Par ailleurs, M. Cosmé a souhaité l’ouverture d’un bureau régional des Nations Unies, qui puisse contribuer à l’établissement d’un cadre régional devant renforcer la stabilité, la sécurité, la coopération et le développement durable.  Ce bureau, a-t-il ajouté, devrait appuyer non seulement la capacité de la CEEAC et de ses mécanismes de sécurité collectifs, notamment le Conseil de paix et sécurité (COPAX), le Mécanisme d’alerte rapide de l’Afrique centrale(MARAC), le Conseil de défense et sécurité(CDS), et la Force multinationale de l’Afrique centrale(FOMAC), mais aussi les mécanismes régionaux en matière d’intégration économique, nommément la création de la Zone de libre-échange, la mise en place des fonds de développement et du nouveau mécanisme de financement autonome.  En outre, il a affirmé la détermination de la CEEAC de s’imposer comme le pilier de l’intégration régionale en Afrique centrale.

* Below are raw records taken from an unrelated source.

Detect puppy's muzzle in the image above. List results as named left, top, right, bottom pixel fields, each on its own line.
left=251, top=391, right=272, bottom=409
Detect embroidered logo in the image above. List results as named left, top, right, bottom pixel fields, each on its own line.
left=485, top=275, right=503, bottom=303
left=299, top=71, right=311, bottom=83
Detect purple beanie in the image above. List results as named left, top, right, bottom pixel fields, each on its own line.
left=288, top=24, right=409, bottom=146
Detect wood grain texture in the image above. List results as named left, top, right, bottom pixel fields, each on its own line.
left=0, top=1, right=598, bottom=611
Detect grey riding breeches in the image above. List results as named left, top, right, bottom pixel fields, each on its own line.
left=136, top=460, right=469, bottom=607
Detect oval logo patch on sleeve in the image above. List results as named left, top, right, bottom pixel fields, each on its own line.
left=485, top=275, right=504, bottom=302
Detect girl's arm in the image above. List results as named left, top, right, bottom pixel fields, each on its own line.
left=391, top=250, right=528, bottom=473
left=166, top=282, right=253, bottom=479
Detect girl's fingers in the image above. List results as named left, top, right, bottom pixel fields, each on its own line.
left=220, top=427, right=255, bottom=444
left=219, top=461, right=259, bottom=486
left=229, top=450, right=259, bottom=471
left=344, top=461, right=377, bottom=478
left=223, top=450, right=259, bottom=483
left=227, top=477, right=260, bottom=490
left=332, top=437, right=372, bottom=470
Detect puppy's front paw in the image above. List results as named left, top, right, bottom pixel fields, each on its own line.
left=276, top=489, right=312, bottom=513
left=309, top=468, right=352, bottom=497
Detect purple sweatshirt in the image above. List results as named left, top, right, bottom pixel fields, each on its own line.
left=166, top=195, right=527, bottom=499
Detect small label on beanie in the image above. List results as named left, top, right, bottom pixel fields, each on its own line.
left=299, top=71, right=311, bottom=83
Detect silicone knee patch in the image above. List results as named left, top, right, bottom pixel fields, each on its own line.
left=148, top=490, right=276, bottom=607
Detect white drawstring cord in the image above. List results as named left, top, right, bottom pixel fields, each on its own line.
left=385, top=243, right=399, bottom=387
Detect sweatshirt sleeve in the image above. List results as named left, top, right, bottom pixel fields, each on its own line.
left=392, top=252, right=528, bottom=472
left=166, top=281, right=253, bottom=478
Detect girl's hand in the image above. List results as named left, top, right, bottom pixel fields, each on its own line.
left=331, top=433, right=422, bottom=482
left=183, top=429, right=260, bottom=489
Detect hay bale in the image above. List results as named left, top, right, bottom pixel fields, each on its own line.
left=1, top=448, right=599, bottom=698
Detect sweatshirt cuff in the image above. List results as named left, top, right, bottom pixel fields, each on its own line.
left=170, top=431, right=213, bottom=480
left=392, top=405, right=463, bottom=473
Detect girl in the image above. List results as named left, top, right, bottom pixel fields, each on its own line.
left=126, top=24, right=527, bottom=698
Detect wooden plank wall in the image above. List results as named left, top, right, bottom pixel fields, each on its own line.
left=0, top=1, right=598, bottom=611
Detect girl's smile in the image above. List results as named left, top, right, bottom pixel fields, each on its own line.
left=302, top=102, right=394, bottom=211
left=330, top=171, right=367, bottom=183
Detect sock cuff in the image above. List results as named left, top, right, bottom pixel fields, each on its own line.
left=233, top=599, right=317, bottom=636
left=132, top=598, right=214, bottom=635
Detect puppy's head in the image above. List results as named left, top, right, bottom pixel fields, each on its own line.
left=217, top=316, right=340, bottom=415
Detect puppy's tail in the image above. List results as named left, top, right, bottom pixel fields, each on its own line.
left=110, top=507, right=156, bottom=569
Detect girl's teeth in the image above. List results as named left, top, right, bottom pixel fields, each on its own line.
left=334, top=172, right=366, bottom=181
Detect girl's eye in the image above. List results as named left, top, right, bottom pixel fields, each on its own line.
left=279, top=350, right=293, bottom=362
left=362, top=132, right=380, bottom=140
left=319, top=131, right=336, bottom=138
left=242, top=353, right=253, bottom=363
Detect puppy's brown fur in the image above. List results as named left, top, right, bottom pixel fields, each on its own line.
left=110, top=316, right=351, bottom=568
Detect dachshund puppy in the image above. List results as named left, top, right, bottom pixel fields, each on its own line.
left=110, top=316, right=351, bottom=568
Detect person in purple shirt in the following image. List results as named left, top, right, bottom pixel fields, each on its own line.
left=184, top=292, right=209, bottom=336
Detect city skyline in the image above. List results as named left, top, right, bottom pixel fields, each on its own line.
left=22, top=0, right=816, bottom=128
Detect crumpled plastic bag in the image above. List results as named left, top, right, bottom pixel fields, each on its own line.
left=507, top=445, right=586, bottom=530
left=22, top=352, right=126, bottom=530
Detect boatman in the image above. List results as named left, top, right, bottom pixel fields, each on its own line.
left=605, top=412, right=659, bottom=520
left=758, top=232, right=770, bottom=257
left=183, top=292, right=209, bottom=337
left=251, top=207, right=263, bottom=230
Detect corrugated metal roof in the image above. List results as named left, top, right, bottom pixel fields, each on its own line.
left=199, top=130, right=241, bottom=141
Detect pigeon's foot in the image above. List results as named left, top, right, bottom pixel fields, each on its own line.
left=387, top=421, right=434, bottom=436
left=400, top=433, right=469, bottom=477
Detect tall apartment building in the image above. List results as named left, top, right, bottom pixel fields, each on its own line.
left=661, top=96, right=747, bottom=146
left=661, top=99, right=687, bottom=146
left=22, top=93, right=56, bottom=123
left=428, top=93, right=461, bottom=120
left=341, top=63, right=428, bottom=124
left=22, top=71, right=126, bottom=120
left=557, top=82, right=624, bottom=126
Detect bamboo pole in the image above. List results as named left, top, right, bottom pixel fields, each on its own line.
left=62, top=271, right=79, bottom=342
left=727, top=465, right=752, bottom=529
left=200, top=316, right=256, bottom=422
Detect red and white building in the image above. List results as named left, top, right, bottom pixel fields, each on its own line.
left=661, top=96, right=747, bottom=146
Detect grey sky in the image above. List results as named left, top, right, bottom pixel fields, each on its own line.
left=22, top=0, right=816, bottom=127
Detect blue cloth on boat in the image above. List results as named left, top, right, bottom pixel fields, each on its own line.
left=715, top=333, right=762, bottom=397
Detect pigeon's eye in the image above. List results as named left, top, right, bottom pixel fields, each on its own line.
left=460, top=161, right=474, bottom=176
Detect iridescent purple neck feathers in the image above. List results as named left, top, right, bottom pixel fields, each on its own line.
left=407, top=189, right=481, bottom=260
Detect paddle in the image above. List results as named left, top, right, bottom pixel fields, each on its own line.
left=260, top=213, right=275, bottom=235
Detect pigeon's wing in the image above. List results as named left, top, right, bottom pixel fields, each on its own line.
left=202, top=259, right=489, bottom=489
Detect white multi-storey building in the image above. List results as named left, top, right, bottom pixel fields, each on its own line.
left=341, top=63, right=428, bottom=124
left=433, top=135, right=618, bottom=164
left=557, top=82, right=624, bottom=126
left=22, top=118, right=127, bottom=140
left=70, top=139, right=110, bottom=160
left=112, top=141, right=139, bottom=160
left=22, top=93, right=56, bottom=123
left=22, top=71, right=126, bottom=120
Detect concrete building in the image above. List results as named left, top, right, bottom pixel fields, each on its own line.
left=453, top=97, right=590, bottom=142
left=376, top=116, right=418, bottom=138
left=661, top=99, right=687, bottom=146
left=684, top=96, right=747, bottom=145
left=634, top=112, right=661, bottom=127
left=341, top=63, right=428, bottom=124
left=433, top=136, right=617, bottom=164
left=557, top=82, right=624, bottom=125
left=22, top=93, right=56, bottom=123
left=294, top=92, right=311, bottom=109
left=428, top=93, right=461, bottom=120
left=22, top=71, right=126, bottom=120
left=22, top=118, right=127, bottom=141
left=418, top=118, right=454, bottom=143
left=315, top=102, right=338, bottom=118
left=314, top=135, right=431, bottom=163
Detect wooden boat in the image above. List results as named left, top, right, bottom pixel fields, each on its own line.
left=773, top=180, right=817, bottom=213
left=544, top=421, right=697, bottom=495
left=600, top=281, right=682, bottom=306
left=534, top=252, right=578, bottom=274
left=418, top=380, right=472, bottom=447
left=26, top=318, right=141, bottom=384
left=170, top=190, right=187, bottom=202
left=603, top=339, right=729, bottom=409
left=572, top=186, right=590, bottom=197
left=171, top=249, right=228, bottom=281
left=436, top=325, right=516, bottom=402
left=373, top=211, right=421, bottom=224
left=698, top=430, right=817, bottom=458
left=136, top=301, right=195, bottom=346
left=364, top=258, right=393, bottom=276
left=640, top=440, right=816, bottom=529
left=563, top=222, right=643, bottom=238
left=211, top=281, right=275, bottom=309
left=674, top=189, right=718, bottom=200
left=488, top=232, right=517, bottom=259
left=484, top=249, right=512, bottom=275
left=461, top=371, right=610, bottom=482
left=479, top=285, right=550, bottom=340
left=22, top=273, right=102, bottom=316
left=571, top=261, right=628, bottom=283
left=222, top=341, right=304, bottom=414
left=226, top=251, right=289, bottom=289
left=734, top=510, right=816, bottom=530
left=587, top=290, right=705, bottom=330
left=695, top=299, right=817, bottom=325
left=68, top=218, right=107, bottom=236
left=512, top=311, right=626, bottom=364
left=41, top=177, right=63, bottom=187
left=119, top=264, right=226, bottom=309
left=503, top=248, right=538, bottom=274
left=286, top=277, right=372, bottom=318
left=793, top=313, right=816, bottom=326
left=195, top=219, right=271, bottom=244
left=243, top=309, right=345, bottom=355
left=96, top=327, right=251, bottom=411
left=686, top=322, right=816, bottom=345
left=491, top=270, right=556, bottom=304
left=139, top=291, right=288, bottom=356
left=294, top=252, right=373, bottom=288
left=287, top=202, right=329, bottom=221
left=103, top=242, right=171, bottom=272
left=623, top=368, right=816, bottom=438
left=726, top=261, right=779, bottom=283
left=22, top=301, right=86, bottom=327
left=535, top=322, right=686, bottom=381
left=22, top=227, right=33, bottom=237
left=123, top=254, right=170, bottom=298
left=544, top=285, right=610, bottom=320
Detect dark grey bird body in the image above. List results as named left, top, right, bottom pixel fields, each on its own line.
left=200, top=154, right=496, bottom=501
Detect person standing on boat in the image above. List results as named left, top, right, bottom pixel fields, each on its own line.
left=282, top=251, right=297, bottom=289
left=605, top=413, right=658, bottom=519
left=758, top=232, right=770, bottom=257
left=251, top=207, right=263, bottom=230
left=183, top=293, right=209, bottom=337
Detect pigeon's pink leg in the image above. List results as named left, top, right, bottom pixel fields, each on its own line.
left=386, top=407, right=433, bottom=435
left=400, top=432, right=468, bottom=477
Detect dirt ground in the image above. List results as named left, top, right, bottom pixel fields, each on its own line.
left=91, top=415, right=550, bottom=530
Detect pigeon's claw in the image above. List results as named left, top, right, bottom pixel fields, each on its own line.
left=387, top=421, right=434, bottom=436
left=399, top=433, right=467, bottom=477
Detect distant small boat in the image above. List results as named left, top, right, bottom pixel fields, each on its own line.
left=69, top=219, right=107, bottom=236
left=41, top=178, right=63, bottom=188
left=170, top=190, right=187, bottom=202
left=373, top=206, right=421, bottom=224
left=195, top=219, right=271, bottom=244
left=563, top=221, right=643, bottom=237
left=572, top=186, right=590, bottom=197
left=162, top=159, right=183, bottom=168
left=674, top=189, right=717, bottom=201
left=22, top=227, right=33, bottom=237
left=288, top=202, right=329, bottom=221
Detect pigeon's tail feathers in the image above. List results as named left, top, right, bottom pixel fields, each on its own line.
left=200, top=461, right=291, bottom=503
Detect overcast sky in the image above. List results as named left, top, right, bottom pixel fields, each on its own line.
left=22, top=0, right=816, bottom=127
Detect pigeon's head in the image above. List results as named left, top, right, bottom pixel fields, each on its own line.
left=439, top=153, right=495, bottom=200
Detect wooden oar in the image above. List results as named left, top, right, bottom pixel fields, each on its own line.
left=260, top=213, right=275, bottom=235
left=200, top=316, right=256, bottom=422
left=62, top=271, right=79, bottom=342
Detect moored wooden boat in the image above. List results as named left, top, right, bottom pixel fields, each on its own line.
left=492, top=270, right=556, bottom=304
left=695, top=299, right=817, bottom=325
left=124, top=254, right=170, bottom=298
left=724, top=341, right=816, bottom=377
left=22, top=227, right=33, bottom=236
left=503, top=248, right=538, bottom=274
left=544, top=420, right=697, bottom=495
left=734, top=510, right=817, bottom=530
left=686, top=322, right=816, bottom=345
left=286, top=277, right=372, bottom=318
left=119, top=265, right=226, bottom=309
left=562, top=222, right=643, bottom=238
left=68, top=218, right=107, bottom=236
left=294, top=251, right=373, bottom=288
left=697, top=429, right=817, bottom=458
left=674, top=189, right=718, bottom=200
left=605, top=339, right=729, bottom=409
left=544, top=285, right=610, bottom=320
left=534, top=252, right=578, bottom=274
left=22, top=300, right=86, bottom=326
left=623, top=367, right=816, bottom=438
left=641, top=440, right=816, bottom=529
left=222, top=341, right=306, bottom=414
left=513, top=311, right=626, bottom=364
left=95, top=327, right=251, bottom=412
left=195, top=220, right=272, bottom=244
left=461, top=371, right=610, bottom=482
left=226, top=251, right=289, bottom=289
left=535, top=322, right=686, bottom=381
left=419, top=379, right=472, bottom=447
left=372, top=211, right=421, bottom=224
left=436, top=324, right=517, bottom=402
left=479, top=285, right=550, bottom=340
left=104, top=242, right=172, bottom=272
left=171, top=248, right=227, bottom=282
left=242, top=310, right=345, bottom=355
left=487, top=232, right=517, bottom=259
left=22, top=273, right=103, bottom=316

Dans ses remarques de clôture, le Sous-Secrétaire aux affaires politiques, s’est félicité de la compréhension qu’ont témoignée les délégations pour les problèmes de l’Afrique centrale.  Il a également tenu à rassurer la délégation allemande que les Nations Unies continuent d’appuyer la République centrafricaine.  Répondant à la question du Cameroun sur l’éventuelle opposition de certains pays à la création d’un bureau politique sous-régional des Nations Unies, il a expliqué qu’à l’exception d’un seul pays qui n’avait pas abordé cette question, tous les autres pays s’étaient effectivement associés à cette demande.  Pour ce qui est de la réponse du Secrétaire général aux demandes formulées par les Etats d’Afrique centrale, M. Kalomoh a expliqué qu’il avait l’intention de prendre deux mesures immédiates, à savoir un examen des programmes et activités de l’ONU dans la sous-région afin de parvenir à une meilleure coordination de ces activités et la nomination d’un envoyé spécial qui serait chargé de poursuivre les discussions avec les dirigeants d’Afrique centrale sur les questions relatives à l’intégration économique et politique de la sous-région ainsi que les autres questions soulevées dans le rapport de la mission d’évaluation.  Il s’est félicité du sentiment général qui s’est dégagé au sein du Conseil selon lequel la communauté internationale doit activement soutenir les pays de la sous-région, soutien qui viendrait compléter leurs propres efforts, réaffirmant ainsi que la responsabilité qui incombe en premier lieu aux pays de l’Afrique centrale.